Arthur Kornberg
Award Name : National Medal of Science
Year of Award : 1979
Award for : Biology
Location : Brooklyn, New York, United States
Arthur Kornberg was an American biochemist who won the Nobel Prize in Physiology or Medicine 1959 for his discovery of "the mechanisms in the biological synthesis of deoxyribonucleic acid (DNA)" together with Dr. Severo Ochoa of New York University. He was also awarded the Paul-Lewis Award in Enzyme Chemistry from the American Chemical Society in 1951, L.H.D. degree from Yeshiva University in 1962, as well as National Medal of Science in 1979. Kornberg was born in Brooklyn, New York, on March 3, 1918, to Joseph Kornberg and Lena Katz. He received his undergraduate degree in science from the City College of New York in 1937 and the M.D. degree from the University of Rochester in 1941. He died on October 26, 2007 in Stanford, California, United States.

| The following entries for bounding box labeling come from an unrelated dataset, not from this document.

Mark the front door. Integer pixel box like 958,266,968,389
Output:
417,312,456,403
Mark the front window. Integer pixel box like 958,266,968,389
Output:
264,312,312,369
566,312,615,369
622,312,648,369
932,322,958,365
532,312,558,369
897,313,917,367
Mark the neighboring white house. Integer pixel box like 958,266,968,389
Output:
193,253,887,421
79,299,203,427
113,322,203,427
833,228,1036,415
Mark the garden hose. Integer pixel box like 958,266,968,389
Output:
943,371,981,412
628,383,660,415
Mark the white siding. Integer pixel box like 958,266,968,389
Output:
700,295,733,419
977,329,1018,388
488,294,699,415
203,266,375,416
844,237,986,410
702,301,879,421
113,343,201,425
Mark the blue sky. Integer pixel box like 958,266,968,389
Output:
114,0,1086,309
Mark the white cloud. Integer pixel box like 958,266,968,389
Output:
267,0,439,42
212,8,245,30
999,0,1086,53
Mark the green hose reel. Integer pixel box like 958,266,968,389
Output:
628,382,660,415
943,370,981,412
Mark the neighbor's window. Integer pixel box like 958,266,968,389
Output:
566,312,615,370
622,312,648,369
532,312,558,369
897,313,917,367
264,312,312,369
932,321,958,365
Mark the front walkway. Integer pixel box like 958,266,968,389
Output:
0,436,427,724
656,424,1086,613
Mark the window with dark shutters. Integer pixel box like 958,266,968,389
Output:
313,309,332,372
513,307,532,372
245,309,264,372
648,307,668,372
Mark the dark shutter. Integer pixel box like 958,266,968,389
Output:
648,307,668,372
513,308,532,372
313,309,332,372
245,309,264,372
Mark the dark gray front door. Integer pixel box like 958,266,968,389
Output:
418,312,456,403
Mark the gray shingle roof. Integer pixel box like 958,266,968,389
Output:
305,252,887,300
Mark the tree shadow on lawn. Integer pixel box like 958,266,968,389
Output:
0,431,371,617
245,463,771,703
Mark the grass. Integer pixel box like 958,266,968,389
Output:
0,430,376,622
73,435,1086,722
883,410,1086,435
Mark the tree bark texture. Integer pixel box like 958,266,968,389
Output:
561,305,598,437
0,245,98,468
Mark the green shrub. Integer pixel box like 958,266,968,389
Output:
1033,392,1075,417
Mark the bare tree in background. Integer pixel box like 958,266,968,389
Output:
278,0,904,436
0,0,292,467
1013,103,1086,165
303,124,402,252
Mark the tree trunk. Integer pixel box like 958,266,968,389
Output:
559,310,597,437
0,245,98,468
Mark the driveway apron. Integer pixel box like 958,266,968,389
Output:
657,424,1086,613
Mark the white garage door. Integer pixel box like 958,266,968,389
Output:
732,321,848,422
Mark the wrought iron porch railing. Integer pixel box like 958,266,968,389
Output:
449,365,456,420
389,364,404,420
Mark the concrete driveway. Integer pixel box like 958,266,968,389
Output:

Since 1991, he switched his research focus from DNA replication to inorganic polyphosphate (poly P), a polymer of phosphates that likely participated in prebiotic evolution and is now found in every bacterial, plant and animal cell. Neglected and long regarded a molecular fossil, he has found a variety of significant functions for poly P that include responses to stresses and stringencies and factors responsible for motility and virulence in some of the major pathogens.